Intuitively, a "stream" refers to a collection of items ordered by the time they were published in the collection. Thus, the stream grows at its end. The specification seems to consider these an important but not the only relevant type of "streams". (There is a note saying "A 1-dimensional fragmentation based on creation time of the immutable objects is probably going to be the most interesting and highest priority fragmentation for an LDES" but then continuing "sometimes the back-end of an LDES server cannot guarantee that objects will be published chronologically".)

Should these two separate cases be motivated, perhaps already in the introduction?

pietercolpaert commented 3 years ago

@ddvlanck can you answer this one?

ddvlanck commented 3 years ago

Hi @tuukka ,

As indicated in the specification, ordering the events by the time they are published in the collection, is indeed one of the most interesting fragmentations, because it allows us to describe more detailed relations to other pages so that query agents can easily decide whether or not it is useful to visit a page. However, it is possible that the backend system on which the LDES has been built does not receive the events at the time they occurred. For example, this is the case with the address and building registry in Flanders where it is possible to receive events today that already occurred in 2019, due to human errors (forgetting to indicate that a change was made), external systems, or just latency.

If we would apply a time-based fragmentation in this situation, we would end up with pages that constantly change and thus lose one of the main advantages of Linked Data Fragments: caching. Therefore, for the address and building registry, we choose to publish the events in the order that they are received by the backend system, which allows us to cache each page because that order is never going to change. However, in that situation, we lose the ability to describe detailed relations to other pages, because there is not really a pattern in the content of the pages (events from 2012 and 2019 can be in the same page). So we just provide the link to the next page (similar to hydra):

"@id" : "http://example.org?page=1",
"tree:relation": [
        {
            "@type": "tree:Relation",
            "tree:node": "http://example.org?page=2"
        }
    ]

I'll update the specification to make it more clear that it is possible to have a Linked Data Event Stream without a time-based fragmentation.
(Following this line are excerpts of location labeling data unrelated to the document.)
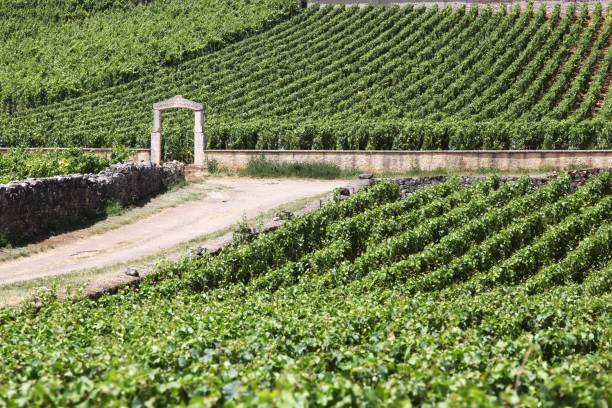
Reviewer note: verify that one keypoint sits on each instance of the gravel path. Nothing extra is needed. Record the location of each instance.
(166, 229)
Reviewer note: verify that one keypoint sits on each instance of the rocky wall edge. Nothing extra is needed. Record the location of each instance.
(33, 208)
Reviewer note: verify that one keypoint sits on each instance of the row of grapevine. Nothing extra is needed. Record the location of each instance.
(509, 303)
(366, 78)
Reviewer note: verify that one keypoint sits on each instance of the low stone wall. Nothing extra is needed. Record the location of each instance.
(34, 207)
(401, 161)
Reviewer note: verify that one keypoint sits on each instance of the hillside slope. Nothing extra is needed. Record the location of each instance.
(369, 78)
(51, 50)
(485, 295)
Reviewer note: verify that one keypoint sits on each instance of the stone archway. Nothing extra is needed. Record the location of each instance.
(178, 102)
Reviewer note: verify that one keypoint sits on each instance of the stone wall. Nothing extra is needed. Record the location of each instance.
(137, 155)
(377, 161)
(31, 208)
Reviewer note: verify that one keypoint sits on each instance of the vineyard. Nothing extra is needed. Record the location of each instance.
(364, 78)
(480, 295)
(19, 164)
(53, 50)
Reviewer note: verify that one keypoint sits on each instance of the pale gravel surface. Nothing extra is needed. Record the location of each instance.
(238, 197)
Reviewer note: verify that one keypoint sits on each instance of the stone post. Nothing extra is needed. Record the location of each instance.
(199, 142)
(156, 137)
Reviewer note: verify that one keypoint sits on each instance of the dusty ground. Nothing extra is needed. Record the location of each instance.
(226, 202)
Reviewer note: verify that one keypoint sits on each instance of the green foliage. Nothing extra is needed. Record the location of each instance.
(261, 167)
(52, 50)
(112, 207)
(19, 164)
(488, 295)
(357, 78)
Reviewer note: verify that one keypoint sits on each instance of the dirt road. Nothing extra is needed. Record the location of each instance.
(235, 198)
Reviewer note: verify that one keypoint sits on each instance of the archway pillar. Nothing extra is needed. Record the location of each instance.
(156, 137)
(199, 140)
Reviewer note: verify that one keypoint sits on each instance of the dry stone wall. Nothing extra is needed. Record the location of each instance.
(34, 207)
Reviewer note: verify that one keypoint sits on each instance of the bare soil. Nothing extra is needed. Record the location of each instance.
(226, 204)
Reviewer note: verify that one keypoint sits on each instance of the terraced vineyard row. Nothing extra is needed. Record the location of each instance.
(482, 295)
(369, 78)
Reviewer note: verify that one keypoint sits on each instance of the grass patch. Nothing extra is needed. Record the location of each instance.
(262, 167)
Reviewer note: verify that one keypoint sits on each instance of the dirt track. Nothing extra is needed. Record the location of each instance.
(166, 229)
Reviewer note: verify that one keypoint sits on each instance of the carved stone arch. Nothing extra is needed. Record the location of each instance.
(178, 102)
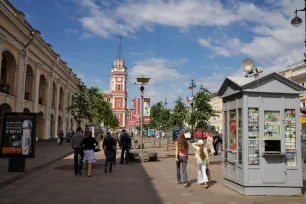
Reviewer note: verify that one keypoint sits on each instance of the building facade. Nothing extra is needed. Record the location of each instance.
(117, 94)
(297, 73)
(33, 78)
(216, 103)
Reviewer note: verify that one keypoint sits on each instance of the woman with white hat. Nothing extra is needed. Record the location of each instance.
(202, 162)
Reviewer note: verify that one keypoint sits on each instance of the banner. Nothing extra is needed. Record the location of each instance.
(146, 107)
(137, 106)
(18, 135)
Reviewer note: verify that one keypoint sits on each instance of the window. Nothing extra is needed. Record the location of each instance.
(272, 124)
(290, 137)
(240, 135)
(253, 136)
(232, 130)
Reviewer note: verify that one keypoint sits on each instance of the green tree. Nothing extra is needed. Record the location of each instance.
(80, 105)
(179, 114)
(202, 109)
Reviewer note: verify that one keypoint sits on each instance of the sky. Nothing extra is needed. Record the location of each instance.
(170, 41)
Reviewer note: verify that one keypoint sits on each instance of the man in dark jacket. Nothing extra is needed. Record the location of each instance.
(76, 140)
(108, 146)
(125, 145)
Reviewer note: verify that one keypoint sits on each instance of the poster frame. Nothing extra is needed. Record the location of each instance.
(34, 131)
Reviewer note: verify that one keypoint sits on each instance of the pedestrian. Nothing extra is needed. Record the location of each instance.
(116, 140)
(125, 145)
(89, 155)
(78, 150)
(181, 155)
(69, 136)
(108, 146)
(210, 146)
(202, 162)
(61, 137)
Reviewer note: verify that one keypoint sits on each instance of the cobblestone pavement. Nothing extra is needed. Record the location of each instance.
(145, 183)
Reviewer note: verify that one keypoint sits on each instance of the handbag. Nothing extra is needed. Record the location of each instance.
(208, 173)
(97, 149)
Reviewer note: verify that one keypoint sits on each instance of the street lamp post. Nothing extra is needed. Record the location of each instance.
(297, 21)
(141, 81)
(191, 87)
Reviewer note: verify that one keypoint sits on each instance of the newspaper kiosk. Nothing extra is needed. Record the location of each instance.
(261, 135)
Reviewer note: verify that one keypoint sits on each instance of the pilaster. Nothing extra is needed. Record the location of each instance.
(49, 105)
(56, 109)
(37, 78)
(21, 80)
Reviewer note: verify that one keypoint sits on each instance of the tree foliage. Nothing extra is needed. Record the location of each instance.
(179, 114)
(202, 109)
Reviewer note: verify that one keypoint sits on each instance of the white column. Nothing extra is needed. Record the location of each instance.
(21, 80)
(2, 38)
(37, 79)
(56, 110)
(49, 104)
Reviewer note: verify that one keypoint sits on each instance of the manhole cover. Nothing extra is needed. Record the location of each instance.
(71, 167)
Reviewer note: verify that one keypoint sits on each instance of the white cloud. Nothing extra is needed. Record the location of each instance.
(71, 31)
(204, 43)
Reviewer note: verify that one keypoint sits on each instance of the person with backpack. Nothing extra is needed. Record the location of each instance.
(202, 162)
(108, 146)
(125, 145)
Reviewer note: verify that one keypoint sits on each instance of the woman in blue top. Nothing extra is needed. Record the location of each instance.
(89, 154)
(202, 162)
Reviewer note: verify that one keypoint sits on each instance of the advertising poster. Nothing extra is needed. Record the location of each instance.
(272, 124)
(18, 135)
(233, 131)
(290, 137)
(137, 106)
(146, 107)
(253, 136)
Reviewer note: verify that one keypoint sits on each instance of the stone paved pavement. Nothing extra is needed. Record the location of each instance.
(148, 183)
(46, 152)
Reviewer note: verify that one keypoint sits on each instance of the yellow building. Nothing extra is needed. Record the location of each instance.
(297, 73)
(216, 103)
(33, 78)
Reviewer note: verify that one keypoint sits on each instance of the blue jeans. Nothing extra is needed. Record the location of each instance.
(78, 160)
(183, 160)
(109, 157)
(125, 150)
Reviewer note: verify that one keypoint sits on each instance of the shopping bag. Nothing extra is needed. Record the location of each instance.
(208, 174)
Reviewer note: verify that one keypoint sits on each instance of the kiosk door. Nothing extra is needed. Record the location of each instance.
(275, 163)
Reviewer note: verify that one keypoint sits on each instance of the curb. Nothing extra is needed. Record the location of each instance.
(19, 177)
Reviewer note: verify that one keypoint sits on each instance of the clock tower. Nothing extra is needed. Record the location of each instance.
(118, 89)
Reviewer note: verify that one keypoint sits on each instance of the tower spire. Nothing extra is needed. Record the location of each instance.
(119, 48)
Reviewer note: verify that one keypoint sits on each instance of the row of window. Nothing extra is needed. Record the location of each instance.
(272, 130)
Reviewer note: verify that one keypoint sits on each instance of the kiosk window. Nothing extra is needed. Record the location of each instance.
(240, 135)
(290, 137)
(233, 130)
(272, 124)
(225, 133)
(253, 136)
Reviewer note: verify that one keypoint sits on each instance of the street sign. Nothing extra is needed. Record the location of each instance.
(18, 135)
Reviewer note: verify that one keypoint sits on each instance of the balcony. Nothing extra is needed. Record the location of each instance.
(27, 96)
(4, 87)
(40, 100)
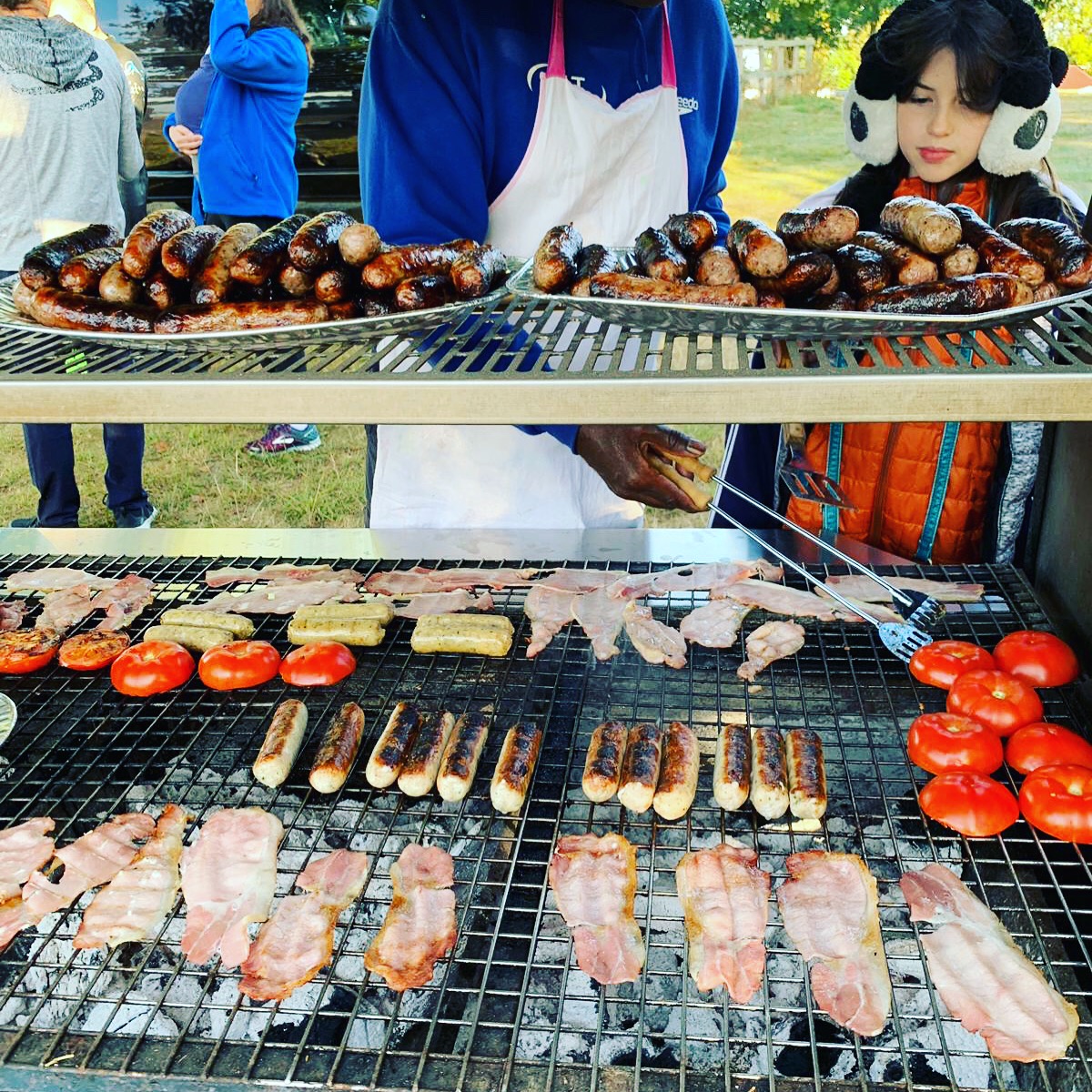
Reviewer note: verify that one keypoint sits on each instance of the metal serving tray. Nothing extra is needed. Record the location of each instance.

tuukka commented 3 years ago

Thank you for the reply @ddvlanck! This may be a concern of terminology that I'm not familiar with. I would like to understand why you call a collection an event stream even if it does not grow at its end; or conversely, why you don't define the time-based fragmentation based on when the event arrived at the stream as opposed to how a source system dates it.

In your example case, could it make sense to talk of two orderings of the events: one is "logical" (when the event occurred legally?) and another is "physical" (when the event arrived at the stream)? If I understand correctly, it would be possible to expose both as distinct properties of the events and distinct fragmentations of the stream. What's more, every event stream would be able to and could be required to provide both of these (in simple cases, they would be identical). The "physical" dimension would be useful for caching and synchronising, and the "logical" dimension would be necessary to capture the real-world changes represented by the data.

pietercolpaert commented 3 years ago

The core event stream fragmentation should be based on how you can make as many pages as possible cache immutable. All other fragmentations or orderings/paginations/indexing is optional

tuukka commented 3 years ago

@pietercolpaert Right, so then you should make fragmentation by the "physical" time dimension mandatory in the spec? [Because it's what you need for 100% cache immutability, and it's always possible.]

pietercolpaert commented 3 years ago

@tuukka Good point! I think it should be a recommendation! If there would be some exotic reason for which you wouldn’t be able to do it by physical time dimension I think the LDES client will still work, just not in the most optimal way!